A lot of our students are from out of state and wouldn’t come in for two days just for the games.
If you’ve recently looked at a map of the UP, Tech is located awfully close to both Wisconsin and Minnesota, and consequently, we see our fair share of out of students who live far from the venue as well. Sure, there’s certainly travel challenges for these members of our Husky family coming out for GLI, but many of them decide to make the trip anyway. It seems as though the problem isn’t the distance to the event, it’s the culture you’ve built around hockey viewership.
Our schools have Division I football teams in bowl games we would rather watch.
This one I can understand a bit more. Because Michigan Tech doesn’t have a Division I football team, GLI is our event. We don’t have anything splitting our allegiances. Our fans of all ages are eager to attend and our full-fledged, student-led Huskies Pep Band is readily available and is a staple of the tournament every year. However, there is no way every last MSU and U of M student and alum is going to spend the money it takes to travel to a football game in New York or Florida. Certainly there will be fans of both schools who make the trip to these events, but most people can probably count on watching these games from the comfort of a couch or a bar. The Spartans’ Pinstripe Bowl will be over by the end of December 27th, four full days before the beginning of the GLI. The Wolverines will be playing in the Citrus Bowl the day after the tournament is over. While I can almost understand the bowl game excuse for the Wolverines if they are planning on physically attending, this should be an absolute non-issue for Spartan fans.
My father, who helped forge my love of hockey, has been going to GLIs since the ‘70s. He often tells me of times in the mid-’80s when both Michigan and Michigan State had good football teams in bowl games, but Joe Louis Arena was setting hockey attendance records at GLI nonetheless. Times certainly have changed, but especially with all programs seeing some semblance of national spotlight again, the time has come once again to show the world what hockey in Michigan is all about.

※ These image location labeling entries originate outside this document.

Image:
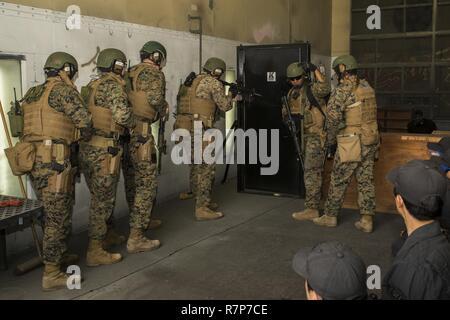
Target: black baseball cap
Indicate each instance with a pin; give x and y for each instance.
(442, 146)
(333, 270)
(419, 184)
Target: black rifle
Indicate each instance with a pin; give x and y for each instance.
(190, 79)
(238, 87)
(17, 107)
(162, 143)
(290, 123)
(233, 127)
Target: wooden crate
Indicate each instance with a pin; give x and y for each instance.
(396, 150)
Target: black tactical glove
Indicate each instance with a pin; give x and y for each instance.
(234, 90)
(309, 67)
(86, 133)
(331, 151)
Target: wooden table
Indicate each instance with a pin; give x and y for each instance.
(13, 219)
(396, 149)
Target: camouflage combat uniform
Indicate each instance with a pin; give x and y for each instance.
(342, 100)
(140, 170)
(314, 136)
(96, 161)
(58, 204)
(202, 175)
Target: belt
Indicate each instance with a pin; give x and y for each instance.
(102, 142)
(143, 128)
(59, 151)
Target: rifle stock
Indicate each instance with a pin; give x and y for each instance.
(290, 123)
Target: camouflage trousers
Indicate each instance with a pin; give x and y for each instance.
(58, 208)
(102, 185)
(202, 177)
(140, 183)
(341, 178)
(314, 161)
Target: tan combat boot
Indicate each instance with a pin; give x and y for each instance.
(138, 242)
(205, 214)
(213, 206)
(186, 196)
(308, 214)
(326, 221)
(365, 224)
(96, 256)
(113, 239)
(69, 259)
(154, 224)
(54, 278)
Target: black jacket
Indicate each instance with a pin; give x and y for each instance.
(435, 163)
(421, 269)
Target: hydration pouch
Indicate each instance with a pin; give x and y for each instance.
(21, 158)
(146, 152)
(349, 148)
(111, 164)
(62, 182)
(15, 124)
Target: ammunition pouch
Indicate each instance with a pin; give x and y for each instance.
(349, 148)
(361, 117)
(15, 124)
(143, 129)
(21, 158)
(111, 164)
(48, 152)
(314, 121)
(200, 109)
(102, 142)
(61, 181)
(183, 122)
(146, 152)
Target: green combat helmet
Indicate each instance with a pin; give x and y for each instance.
(295, 70)
(155, 49)
(58, 60)
(348, 61)
(108, 57)
(215, 63)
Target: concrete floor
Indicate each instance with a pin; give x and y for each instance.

Spartans, you’ve been the default invite team since 1979 and I don’t see your invitation being revoked any time soon. The illustrious Pinstripe Bowl will be long over. I know most of you don’t live directly in the greater Lansing area, but for the sake of argument, a trip from Munn to Little Caesars Arena is roughly one hour and twenty minutes long. That trip is comparable to the trip the Misfits take to Northern Michigan University twice every year. Trust me, you can take a couple of days to cheer on your guys, especially since this is the first time in awhile they’re starting to make national noise.
Wolverines, I know we haven’t really been on speaking terms lately, but you literally live in the same metropolitan area as the event. Between all of the students and alumni that must live in or around the area, you should be able to light the building up every time Hail to the Victors plays. The fact that the Michigan turnout always seems to be lowest among the staple teams is nothing short of laughable.
Neither of you can tell me that you don’t have enough nearby students or alumni to make this a highly attended event for both of your schools. Each year, all three of us are presented with the opportunity to create the greatest atmosphere at any college hockey rink and in recent years, it only seems like us Huskies, representing a school located 10 hours away from the venue, are the only ones holding up our end of the bargain. I challenge you both to be better in the coming years because frankly, I think the future of hockey in the state of Michigan depends highly on a strongly attended Great Lakes Invitational from all 3 of the staple schools.
This tournament represents the entire state of Michigan and it’s high time more than just one of us acted like it.